Discussion
The management of LDL-C plays a significant role in the prevention of ASCVD. However, our study showed that less than 10% of patients reached the recommended LDL-C≤1.4mmol/L goal when patients with very high risk and underwent PCI at baseline in China, due to irregular lipid lowering treatment and poor tolerance to high-intensity therapies [13]. After being discharged from hospitals over 6 months, patients received PCSK-9 inhibitor therapy had a significant LDL-c reduction by about 50% patients reached ≤1.4mmol/L goal and reduced 76% risk of cardiovascular events, compared to those with statin w/ow other lipid-lowering therapies. Reduction in cardiovascular events was observed in the overall population, especially in men.
The guidelines of dyslipidemia managements in China recommended that patients with acute coronary syndrome should initial with medium-intensity statins, and adjust the appropriated dosage according to the efficacy and tolerance of individuals. If the cholesterol level fails to meet the goal, other lipid-regulating drugs, including Ezetimibe and PCSK9 inhibitors, should be considered [14-16]. Ezetimibe is an intestinal cholesterol absorption inhibitor by acting on NPC1L1 which is recommended as second line therapy. It can offer additional LDL-C reduction, but the percentage of patients achieving the target level of LDL-C is relatively low [17, 18].

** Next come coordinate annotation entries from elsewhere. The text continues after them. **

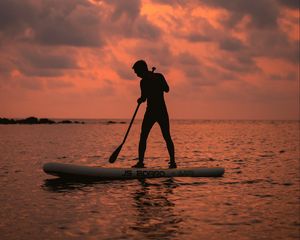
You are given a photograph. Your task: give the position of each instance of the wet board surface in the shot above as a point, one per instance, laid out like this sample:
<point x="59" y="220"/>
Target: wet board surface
<point x="81" y="172"/>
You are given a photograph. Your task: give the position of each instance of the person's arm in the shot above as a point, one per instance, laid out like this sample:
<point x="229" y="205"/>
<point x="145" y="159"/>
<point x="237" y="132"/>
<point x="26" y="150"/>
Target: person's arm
<point x="165" y="85"/>
<point x="143" y="94"/>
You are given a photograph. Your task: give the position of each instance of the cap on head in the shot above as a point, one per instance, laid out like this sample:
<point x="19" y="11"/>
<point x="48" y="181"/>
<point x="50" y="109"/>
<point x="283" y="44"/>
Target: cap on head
<point x="140" y="65"/>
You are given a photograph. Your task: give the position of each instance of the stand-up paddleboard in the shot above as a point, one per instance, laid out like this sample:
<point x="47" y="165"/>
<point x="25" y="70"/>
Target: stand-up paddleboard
<point x="82" y="172"/>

PCSK9 is a negative regulator of the hepatic LDL receptor [19-21]. Our study demonstrated a highly efficient lowering of LDL-c with PCSK-9 inhibitors treatment among the patients with very high risk of ASCVD underwent PCI, which were consistent with previous study. A meta-analysis published in 2010 by Cholesterol Treatment Trialists’ (CTT) Collaboration from 26 clinical trials showed a 22% decrease in MACE for 1 mmol/L (38.7 mg/dl) reduction in LDL-c in patients receiving statins [22]. IMPROVE-IT showed that combination of ezetimibe with simvastatin therapy in high-risk ASCVD patients can reduce LDL level to 1.4 mmol/L (53.2 mg/ dL), compared with reduction to 1.8 mmol/L (69.9 mg/ dL) in patients with simvastatin monotherapy. When added to statin therapy, ezetimibe results in improved cardiovascular outcome, which was 32.7% compared to 34.7% (P=0.016) [14]. The other clinical trial study showed that evolocumab on the background of statin therapy lowered LDL-c levels to a 0.78 mmol/L after 48 weeks treatment and significantly reduced the risk of composite of cardiovascular outcomes [10].
PCSK-9 inhibitor is an innovative therapeutic approach to improve control of elevated LDL-C levels, and recommended as an appropriate clinical use in patients at high risk of cardiovascular risk but still with substantially elevated LDL-C levels by Consensus of ESC and EAS Task. However, time on treatment of PCSK-9 inhibitor in our study was only 1 month, and then all the patients switched to statin therapy. The main reason of short-term time on treatment was poor affordability of evolocumab in China. With acceptable PCSK-9 inhibitor price or be reimbursed, it could benefit more patients especially those with very high risk of ASCVD in Chinese real-world clinical practice. .
This study is a real-world multi-center study based on the national-level patients’ cohort covered more than 30 top hospitals in China. Therefore, our results could be generalized to the whole Chinese patients with high risk of ASCVD underwent PCI. The study results derived from analysis by a propensity score matching, applied to minimize confounding and indication bias. However, it is capable to correct only known confounders and some predictive factors were unbalanced after matching, which could be considered as limitations of retrospective study design. We demonstrated a superior real world effectiveness of PCSK-9 inhibitor despite with short-term usage and 6 months follow-up. Whether the short-term effectiveness could accurately reflect long-term outcomes for patients received PCSK-9 is unknown and need further study with long-term follow-up.
In conclusion, initiated treatment with PCSK-9 inhibitors combined with statins after PCI could significantly reduce LDL levels and risk of cardiovascular events among patients with very high risk of ASCVD.